Sunday the 8th of August to Friday the 13th of August
After my mountain walk my feet were a little sore on the soles so this week I thought it wise to take things quietly and I reduced gravel walking to a measly 500 paces a day and missed out two days completely. I have found that using the 4x4’ square of deep gravel at the bottom of the steps going up to the balcony is more effective than patchy gravel in the courtyard so I pace on that instead. It’s more boring but worth it and I don’t burn my feet on the hot gravel. I’m still going barefoot all the time though.
I can now walk across the gravel in the courtyard with no problem. It takes a couple of paces for my feet to get used to it but once they are relaxed (the most vital thing of all) I have no problem and stones that last week would have caused pain I hardly notice now.
I took the kids out for a walk to see the cows, so a couple of kilometers along the gravel road, and down the tarmac and found that rough tarmac is a pretty good toughening medium. As from today, I’m going back to 1500-2000 paces a day in preparation for my next long hike and if I can find a good tarmac hill to climb away from prying eyes I’ll try that.

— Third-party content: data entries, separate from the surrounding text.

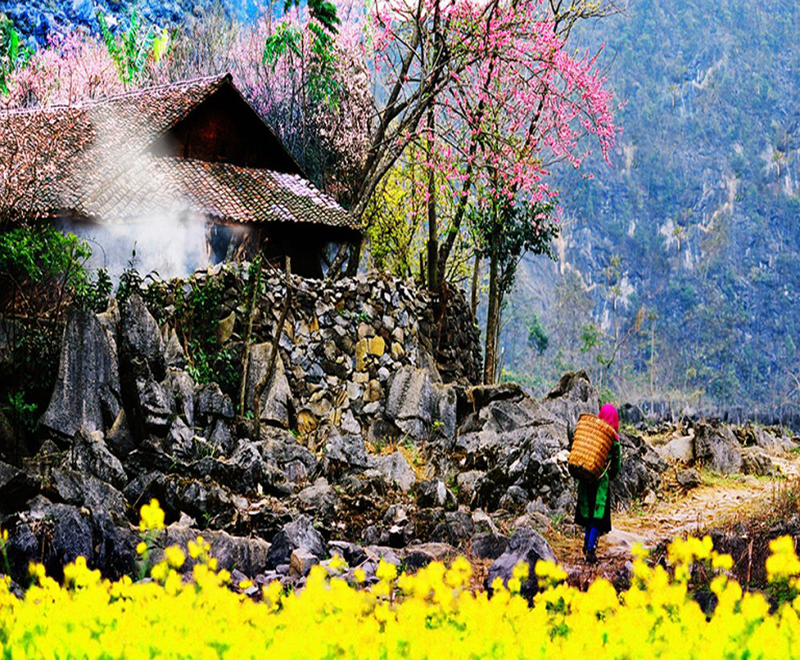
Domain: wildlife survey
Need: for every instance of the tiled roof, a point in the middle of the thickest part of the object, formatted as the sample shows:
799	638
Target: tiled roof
92	160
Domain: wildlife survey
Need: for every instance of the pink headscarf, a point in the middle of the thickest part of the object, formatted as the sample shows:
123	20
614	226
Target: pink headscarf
608	413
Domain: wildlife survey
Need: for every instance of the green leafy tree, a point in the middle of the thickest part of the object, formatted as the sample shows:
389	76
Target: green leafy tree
133	49
13	53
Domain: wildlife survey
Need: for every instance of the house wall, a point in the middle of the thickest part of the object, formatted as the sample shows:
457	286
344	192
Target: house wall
225	129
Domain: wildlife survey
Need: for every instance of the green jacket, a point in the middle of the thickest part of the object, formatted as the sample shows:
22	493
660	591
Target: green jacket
593	499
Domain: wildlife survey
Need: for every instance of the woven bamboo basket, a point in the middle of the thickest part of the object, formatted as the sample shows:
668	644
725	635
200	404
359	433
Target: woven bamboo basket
590	448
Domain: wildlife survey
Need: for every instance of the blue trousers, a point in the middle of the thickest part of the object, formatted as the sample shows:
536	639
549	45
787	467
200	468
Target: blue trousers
590	538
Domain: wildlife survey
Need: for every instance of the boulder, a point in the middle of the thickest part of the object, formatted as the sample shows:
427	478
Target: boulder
418	555
688	479
281	449
181	387
434	493
180	440
152	405
456	528
346	450
248	555
141	346
174	356
202	500
353	554
87	390
410	404
319	500
758	462
119	439
16	487
276	400
297	534
89	454
678	449
573	396
525	545
81	489
52	534
488	545
301	561
717	449
395	470
212	403
482	395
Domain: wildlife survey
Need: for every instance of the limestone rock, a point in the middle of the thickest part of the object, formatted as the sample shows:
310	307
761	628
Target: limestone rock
348	450
688	479
573	396
525	545
90	454
717	448
679	449
297	534
395	470
276	400
87	391
225	328
16	487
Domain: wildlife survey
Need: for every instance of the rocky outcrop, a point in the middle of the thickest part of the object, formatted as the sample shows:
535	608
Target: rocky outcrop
87	393
361	442
526	546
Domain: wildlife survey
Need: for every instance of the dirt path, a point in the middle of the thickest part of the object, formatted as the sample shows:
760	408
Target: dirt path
717	501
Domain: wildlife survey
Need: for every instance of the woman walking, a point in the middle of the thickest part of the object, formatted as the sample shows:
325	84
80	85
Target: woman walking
594	505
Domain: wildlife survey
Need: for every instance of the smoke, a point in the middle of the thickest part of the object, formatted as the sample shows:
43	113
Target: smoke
169	244
143	217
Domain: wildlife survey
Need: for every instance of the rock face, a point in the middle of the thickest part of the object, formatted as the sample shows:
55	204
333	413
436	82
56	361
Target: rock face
717	448
525	546
276	401
573	396
87	393
363	449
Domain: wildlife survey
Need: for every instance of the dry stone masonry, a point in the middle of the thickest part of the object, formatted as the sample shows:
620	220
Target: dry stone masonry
374	440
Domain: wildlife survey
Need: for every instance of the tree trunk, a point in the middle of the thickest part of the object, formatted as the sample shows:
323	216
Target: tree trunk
492	316
273	356
476	268
433	245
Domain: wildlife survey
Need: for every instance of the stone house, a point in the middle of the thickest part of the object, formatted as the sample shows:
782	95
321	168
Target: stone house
184	174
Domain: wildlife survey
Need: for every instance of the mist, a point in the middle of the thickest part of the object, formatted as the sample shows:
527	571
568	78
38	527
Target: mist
171	244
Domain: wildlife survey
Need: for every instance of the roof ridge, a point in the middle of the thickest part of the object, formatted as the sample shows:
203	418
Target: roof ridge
212	82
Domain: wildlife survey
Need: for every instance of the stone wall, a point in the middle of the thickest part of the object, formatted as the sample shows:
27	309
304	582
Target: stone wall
341	345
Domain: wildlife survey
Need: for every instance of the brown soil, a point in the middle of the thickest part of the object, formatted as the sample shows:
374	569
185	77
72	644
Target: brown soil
718	502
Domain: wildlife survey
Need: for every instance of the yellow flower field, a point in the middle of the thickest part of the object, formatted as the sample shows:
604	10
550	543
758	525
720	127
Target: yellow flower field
431	614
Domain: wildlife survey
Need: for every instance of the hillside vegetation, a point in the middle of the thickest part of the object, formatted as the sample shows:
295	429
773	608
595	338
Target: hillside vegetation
690	241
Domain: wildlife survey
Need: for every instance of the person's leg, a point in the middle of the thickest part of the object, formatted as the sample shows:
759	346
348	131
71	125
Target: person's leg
592	537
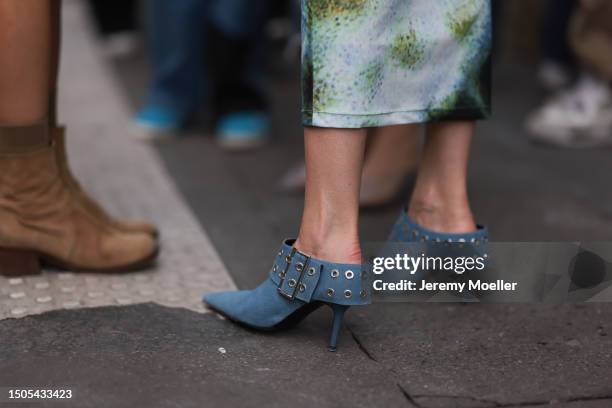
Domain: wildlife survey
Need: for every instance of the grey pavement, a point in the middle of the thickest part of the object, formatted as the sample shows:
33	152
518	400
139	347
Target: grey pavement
413	355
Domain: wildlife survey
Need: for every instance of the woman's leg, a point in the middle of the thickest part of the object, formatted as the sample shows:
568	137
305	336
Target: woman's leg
440	200
55	56
334	159
24	60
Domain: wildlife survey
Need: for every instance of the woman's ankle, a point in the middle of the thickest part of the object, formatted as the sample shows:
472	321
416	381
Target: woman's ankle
337	248
442	217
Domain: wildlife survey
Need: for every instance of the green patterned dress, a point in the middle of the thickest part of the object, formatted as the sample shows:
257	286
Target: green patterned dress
369	63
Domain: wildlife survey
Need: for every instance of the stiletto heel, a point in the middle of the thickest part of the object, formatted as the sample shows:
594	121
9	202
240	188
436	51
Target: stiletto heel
17	262
297	285
339	311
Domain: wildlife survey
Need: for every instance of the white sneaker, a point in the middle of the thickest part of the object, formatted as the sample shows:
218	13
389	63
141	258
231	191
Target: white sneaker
580	117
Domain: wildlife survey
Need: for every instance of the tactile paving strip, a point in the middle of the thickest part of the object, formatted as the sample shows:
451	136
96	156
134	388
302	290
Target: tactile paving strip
129	179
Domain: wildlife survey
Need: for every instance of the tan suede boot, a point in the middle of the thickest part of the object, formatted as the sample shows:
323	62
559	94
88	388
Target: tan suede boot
59	139
40	219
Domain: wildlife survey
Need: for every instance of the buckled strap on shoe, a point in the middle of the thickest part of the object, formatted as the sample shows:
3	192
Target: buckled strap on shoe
407	230
298	276
16	139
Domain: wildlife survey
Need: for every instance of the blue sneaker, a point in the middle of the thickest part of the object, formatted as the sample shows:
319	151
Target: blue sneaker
297	285
157	121
243	130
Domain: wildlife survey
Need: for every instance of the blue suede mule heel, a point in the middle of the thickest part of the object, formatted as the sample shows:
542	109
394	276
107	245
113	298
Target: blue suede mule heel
407	230
297	285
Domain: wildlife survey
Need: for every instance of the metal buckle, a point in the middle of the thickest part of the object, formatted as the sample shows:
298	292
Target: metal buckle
288	260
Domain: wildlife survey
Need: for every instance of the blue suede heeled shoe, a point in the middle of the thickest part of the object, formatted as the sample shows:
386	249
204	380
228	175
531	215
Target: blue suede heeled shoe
297	285
407	230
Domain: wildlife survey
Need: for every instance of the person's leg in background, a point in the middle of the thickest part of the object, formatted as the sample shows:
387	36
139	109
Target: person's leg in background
581	115
557	66
391	155
177	45
239	101
24	61
39	215
334	160
116	23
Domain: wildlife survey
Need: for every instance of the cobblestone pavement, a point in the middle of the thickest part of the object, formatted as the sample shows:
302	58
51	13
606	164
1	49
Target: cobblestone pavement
130	181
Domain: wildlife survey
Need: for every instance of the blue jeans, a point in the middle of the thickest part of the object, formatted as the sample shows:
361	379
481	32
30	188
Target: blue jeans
178	38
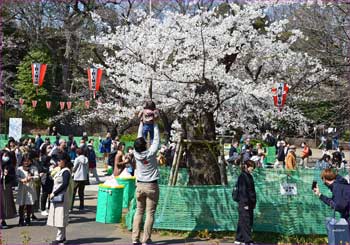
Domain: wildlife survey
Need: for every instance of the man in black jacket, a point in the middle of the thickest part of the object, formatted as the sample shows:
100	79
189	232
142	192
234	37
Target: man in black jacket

I seemed to have gained much more from the hike to the Dar Moine Pass than gravel pounding. Probably because of the different surfaces and inclines. The feet were massaged much more on the irregular terrain. For a couple of days after the hike my foot stiffened up considerably. Though uncomfortable it was no worse than when I pounded six hours of gravel road in boots last year. I’m not actually doing any stretching exercises either as I wanted to wait until this week before I start them which meant that all the new tension brought about by this new freedom and mobility stayed in the foot.
Apart from a bit of respite when I first started with new orthotics, today, (Saturday) was the first time in well over two years that I woke up to no pain at all from my fascitis and no pain at all in my ankle. What I do have though is itchy feet right under the pad behind my toes. Impossible to scratch but grinding my foot into gravel giveth wondrous relief. I think this might be a sign of the soles drying out so I’m going back to massaging cream in which I started last week but gave up on out of laziness. I thought of asking Baldrick to make me up some of the special cream he uses for the leather on his pipes (he’s an Uillean pipemaker).which I seem to remember was a mix of beeswax and olive oil. BALDERS!!! HELO-OOOO!
I tried to splay my toes today to see how this compares to right at the start and the result is quite startling. The toes on the left foot which I could hardly move at all are getting more flexible and I can actually move my little toe separately which I’ve not been able to do since I was child. The other toes I can splay a little more than before but the underlying movement is there; the muscles seem to be developing and I sort of ‘feel’ like I could move them more even if I can’t in reality.
As an aside, I got a visit from Steph last week. She’s doing the same with her horse’s feet as I am with mine and going without shoes. She’s getting more stick than I am though because that’s seriously weird. I mean, horses with no shoes, indeed!!.
Chatting over the processes and results she’s experiencing with her horse there’s quite a lot of similarity especially regarding gait and posture and the care one takes when walking to my own experiences to date. The problem in the minds of the people seems to be more about what seems to be taken as an affront to accepted, inherited and unquestioned procedures or one of simply challenging orthodoxy rather than any knowledge or experience on the subject a bit like I’m experiencing.
I also found out that two friends who I haven’t seen for a while (both hill farmers) have barefoot as their normal condition. This might actually get me off my bum and up to visit them.